For a future-proof solution, we wanted to be able to specify numerous different blacklisted ranges in case of a few critical issues across a few different releases. Modelling this in JSON is pretty trivial, all we need is an array of objects which hold a minimum and maximum value. We settled on something that looked like this.

[{"min": 234, "max": 235}]

We decided on minimum and maximum values both being inclusive, so the configuration above would disable our apps with version code 234 and 235. We then parse this into a set of IntRanges, a Kotlin core class for modelling a range of numbers, and check if the current apps VERSION_CODE is found in any of them.
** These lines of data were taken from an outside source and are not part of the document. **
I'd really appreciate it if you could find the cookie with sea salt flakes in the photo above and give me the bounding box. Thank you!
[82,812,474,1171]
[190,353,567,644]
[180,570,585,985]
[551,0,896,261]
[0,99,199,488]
parseConfig(config).any { BuildConfig.VERSION_CODE in it }

Our config String is currently held in Firebase Remote config, which is easy to change without breaking deserialisation thanks to the built in JSON validation when editing it 🎉

Checking for updates

We do a check for updates when the app starts. We have a splash screen activity, which handles a number of different startup scenarios. It handles push notifications, deep links, app actions, as well as standard launcher launches. Following along from the docs, we’ve defined this extension function.
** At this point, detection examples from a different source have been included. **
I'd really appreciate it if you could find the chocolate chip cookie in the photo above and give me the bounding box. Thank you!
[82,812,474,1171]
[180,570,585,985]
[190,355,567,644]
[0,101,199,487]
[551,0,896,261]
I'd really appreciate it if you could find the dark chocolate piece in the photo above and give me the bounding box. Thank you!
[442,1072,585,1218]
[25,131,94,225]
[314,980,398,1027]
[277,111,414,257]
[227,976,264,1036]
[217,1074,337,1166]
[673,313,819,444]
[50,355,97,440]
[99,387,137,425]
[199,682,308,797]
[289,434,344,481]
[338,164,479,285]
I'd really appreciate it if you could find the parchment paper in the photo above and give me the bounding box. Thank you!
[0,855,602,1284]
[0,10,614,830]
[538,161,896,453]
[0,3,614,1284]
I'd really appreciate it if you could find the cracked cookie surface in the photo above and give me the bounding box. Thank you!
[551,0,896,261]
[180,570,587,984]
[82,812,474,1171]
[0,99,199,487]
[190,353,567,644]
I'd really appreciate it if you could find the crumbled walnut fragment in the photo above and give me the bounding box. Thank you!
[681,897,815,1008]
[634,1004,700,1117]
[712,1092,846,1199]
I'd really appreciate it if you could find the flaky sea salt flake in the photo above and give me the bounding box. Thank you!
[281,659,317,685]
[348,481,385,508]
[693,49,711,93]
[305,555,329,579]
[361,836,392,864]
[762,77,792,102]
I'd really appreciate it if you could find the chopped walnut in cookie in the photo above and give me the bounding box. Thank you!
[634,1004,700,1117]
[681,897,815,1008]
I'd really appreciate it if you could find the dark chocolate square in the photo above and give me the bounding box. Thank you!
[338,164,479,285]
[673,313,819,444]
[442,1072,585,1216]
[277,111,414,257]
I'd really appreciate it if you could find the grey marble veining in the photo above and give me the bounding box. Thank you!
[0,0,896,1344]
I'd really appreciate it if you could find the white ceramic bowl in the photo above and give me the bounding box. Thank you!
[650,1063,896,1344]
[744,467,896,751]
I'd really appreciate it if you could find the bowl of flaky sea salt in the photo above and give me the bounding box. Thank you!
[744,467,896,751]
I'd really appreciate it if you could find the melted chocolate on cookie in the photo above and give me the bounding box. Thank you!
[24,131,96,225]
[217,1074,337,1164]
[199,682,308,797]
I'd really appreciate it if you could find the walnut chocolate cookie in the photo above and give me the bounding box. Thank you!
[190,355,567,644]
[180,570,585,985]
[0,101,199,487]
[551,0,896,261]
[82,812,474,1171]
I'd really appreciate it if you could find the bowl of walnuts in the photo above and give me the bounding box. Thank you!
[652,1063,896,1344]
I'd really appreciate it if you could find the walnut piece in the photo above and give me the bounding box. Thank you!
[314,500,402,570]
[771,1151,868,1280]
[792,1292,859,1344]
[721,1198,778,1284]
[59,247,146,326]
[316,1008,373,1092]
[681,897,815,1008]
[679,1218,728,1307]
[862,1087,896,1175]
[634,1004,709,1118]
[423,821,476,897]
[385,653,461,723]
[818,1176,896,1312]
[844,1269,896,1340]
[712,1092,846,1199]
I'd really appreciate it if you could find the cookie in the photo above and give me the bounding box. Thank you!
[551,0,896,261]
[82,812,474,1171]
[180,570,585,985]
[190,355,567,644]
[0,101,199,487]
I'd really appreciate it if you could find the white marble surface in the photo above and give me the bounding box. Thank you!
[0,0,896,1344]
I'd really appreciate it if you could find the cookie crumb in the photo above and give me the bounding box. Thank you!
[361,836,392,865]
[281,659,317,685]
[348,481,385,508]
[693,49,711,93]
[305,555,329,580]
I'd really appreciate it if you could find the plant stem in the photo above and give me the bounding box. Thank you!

private fun AppUpdateInfo.immediateUpdateRequired(config: String): Boolean = 
    (updateAvailability() == UpdateAvailability.UPDATE_AVAILABLE || updateAvailability() == UpdateAvailability.DEVELOPER_TRIGGERED_UPDATE_IN_PROGRESS) &&
    isUpdateTypeAllowed(IMMEDIATE) &&
    parseConfig(config).any { BuildConfig.VERSION_CODE in it }

Finally, all we do now is kick off an asynchronous task which calls AppUpdateManager.getAppUpdateInfo. With the result of this task, we can check if there’s an immediate update required based off the extension function above. If so, we start the immediate update flow. If not, we continue app start as per usual. Easy!

With all this put in place, we’re now prepared for future show-stopping issues. If we eventually run into some other Y2K scenario, all it takes is a simple Remote Config update to ensure our users stay up to date with a working version of our apps.